Christmas dinner was served early Thursday to Greater Trail alternate students who were joined by community members for a third annual gathering at Trail Middle School (TMS).
About 75 people dug into turkey and all the fixings while they visited with friends, coworkers and new acquaintances. But the meal merely served as a backdrop to a greater story, a successful program that has helped many teens receive a certificate.
“If it wasn’t for TMS, I wouldn’t have graduated last year,” said Krystal McKimmie, 2011 co-valedictorian who was back in her old stomping grounds as a personal sponsor for the dinner, which was made possible by others community individuals, businesses and organizations such as Kiwanis, Tim Hortons and Teck.
Under the Kootenay Columbia Learning Centre, the Cooperative Learning Centre offers a family-like environment for about 125 students that have found the program because they left high school and decided to come back or felt that a traditional campus wasn’t working for them.
Though still providing a structured learning environment like J. L. Crowe or Rossland Secondary, the co-op program accepts that it may take longer for students to complete their studies.
“Everybody here gets painted with the same brush,” said student Alex Johre.
“Everybody thinks that everybody who goes to this school is bad, or they’re wrapped up with the wrong crowd or whatever and that’s not the case.

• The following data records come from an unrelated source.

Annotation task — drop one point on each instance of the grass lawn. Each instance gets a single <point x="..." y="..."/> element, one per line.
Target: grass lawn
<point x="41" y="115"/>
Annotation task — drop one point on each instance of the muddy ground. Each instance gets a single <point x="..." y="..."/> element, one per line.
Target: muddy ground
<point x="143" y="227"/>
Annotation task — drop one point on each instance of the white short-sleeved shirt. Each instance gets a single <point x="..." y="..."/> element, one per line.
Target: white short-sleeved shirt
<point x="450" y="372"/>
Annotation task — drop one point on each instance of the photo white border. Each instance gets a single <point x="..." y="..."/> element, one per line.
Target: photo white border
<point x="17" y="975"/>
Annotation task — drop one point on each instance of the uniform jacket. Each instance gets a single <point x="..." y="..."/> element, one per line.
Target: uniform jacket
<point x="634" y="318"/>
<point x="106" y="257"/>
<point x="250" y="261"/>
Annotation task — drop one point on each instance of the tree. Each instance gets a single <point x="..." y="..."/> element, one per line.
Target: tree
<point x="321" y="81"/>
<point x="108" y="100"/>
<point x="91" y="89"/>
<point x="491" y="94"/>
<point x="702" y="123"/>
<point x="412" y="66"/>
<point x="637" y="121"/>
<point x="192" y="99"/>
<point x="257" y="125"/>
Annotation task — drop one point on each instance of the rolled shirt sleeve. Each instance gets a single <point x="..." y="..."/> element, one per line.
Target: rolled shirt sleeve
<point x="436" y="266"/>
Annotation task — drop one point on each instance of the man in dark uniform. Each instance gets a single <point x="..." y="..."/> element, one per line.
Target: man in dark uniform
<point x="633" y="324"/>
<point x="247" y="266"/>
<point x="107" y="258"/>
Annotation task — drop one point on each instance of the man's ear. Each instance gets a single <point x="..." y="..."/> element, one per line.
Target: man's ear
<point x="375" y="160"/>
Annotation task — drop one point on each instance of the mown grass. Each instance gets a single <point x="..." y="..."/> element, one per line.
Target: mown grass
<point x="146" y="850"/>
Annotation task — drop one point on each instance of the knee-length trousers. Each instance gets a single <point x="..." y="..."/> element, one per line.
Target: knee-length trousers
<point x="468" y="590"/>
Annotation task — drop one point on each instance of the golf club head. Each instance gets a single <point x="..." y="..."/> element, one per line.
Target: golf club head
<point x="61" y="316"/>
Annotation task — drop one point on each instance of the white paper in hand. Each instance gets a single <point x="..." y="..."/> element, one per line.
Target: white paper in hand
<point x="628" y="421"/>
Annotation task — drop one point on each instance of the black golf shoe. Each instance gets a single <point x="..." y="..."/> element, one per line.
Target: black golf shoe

I’m a prime example of it. I don’t drink, I don’t really do anything but work.”
Cody Best decided to switch into the program when he was bullied at another local high school for the way he dressed and acted.
“This school is like the best, there is no bullying and the teachers are great,” he said.
After a moment of silence, aboriginal education coordinators presented the “spirit plate,” which was taken outside to invite ancestors in to remember their teachings.
“To me this is a real time of thankfulness,” said alternate education coordinator Derk Zimmer. “It’s quite emotional for me to see everyone in the same place.”